No sé si tendré que ajustarme la vista para vislumbrar eso que Sánchez ha denominado ayer «horizonte de salida» que parecen, como la película de Anthony Mann, Horizontes lejanos. Sin duda mi escepticismo se debe a mi miopía y no a la situación económica de España y de León, que, si es de salida, lo es hacia el abismo. Sánchez se autoeuforiza el día que dice el FMI que España será uno de los países de cola en la recuperación. Pues verán el día en que no se prorroguen más los ertes. Lo de la salida el mismo día en que se siguen reconociendo 128 muertos por covid en una sola jornada es de una frivolidad excesiva incluso para quien llegó a Moncloa sin renunciar a los votos de Bildu. Claro que la derechona está en aquello de «no se quieren acordar de los muertos de hoy, como para pensar en los de hace décadas».

No sé si me acostumbraré a usar más colonia que hidrogel, a tocar con menos miedo el pomo del portal que una notificación de Hacienda, a volver a la médica a que me pesen en lugar de que a me metan un palito en la nariz, a no calcular con instituto de supervivencia felina metro y medio de perímetro allá por donde voy o a volver casa paseando en lugar de huyendo al trote cochinero del toque de queda.

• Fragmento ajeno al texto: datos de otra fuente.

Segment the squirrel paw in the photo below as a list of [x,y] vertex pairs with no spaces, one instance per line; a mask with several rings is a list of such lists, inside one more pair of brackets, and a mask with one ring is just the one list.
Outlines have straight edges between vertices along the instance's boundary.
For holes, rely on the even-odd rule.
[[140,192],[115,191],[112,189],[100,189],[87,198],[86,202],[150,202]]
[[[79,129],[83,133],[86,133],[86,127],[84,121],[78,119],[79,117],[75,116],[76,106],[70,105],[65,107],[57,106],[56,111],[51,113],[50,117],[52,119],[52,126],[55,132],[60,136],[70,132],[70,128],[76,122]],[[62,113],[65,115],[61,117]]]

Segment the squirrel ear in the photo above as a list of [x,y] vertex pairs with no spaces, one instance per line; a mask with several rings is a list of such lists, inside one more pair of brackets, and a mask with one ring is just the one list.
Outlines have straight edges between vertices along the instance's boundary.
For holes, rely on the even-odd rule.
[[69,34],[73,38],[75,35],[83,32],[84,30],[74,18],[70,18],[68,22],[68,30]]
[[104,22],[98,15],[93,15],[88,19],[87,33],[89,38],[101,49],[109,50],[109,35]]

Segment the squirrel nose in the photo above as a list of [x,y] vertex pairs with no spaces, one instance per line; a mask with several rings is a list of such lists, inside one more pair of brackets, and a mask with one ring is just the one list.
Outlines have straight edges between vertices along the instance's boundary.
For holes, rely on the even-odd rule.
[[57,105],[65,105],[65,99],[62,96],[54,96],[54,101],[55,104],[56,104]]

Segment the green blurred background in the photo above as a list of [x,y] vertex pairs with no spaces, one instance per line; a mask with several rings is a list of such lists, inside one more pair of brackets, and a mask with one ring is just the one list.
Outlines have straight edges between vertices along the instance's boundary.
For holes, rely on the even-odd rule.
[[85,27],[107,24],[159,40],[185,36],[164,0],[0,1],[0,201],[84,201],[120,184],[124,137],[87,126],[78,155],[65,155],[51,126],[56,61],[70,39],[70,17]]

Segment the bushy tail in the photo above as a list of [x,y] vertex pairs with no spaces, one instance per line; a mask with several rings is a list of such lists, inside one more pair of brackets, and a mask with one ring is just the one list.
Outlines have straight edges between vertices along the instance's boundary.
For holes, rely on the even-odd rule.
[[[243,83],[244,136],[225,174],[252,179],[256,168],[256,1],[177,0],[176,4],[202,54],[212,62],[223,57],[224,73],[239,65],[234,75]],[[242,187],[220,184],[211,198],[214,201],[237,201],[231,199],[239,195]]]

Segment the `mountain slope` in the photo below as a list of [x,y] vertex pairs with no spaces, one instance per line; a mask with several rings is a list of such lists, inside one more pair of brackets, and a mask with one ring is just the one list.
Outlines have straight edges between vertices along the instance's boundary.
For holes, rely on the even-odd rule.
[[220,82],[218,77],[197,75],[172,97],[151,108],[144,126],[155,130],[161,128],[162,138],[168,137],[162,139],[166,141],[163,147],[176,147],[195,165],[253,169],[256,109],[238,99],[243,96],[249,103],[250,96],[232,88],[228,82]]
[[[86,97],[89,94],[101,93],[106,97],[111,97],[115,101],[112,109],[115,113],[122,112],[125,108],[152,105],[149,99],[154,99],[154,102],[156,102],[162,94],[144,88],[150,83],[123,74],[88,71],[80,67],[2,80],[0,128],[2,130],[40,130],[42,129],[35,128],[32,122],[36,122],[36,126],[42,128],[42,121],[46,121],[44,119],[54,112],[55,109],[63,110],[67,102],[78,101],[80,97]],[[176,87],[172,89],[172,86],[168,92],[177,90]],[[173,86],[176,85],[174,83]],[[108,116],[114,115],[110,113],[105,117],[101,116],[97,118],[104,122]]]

Que, como si hubieran reconstruido el muro de Berlín a golpe de decreto de ministro comunista, la regulación estatal haya inundado todos los poros de mi piel, cada minuto de mi día y hasta que haya impedido profesar como Dios manda, nunca más atinadamente, mis creencias, me ha hecho un ser indefectiblemente más sumiso. Igual hasta voto a Sánchez en la próxima vida. Mientras, la perspectiva de vivir sin estado de alarma me crea un hormigueo semejante al enamoramiento del gobierno. No lo resistiré sin algo que llene mi vacío, no sé, una mascarilla en el dormitorio, una prohibición para ir al pueblo en fiestas, una hora de vuelta forzosa a las seis de la tarde en verano, algo. Por favor, señor presidente, piénsese lo del estado de alarma, que este país en cuanto puede se amotina y sin su mano firme dictándonos nuestros actos más íntimos no vamos a saber vivir en libertad.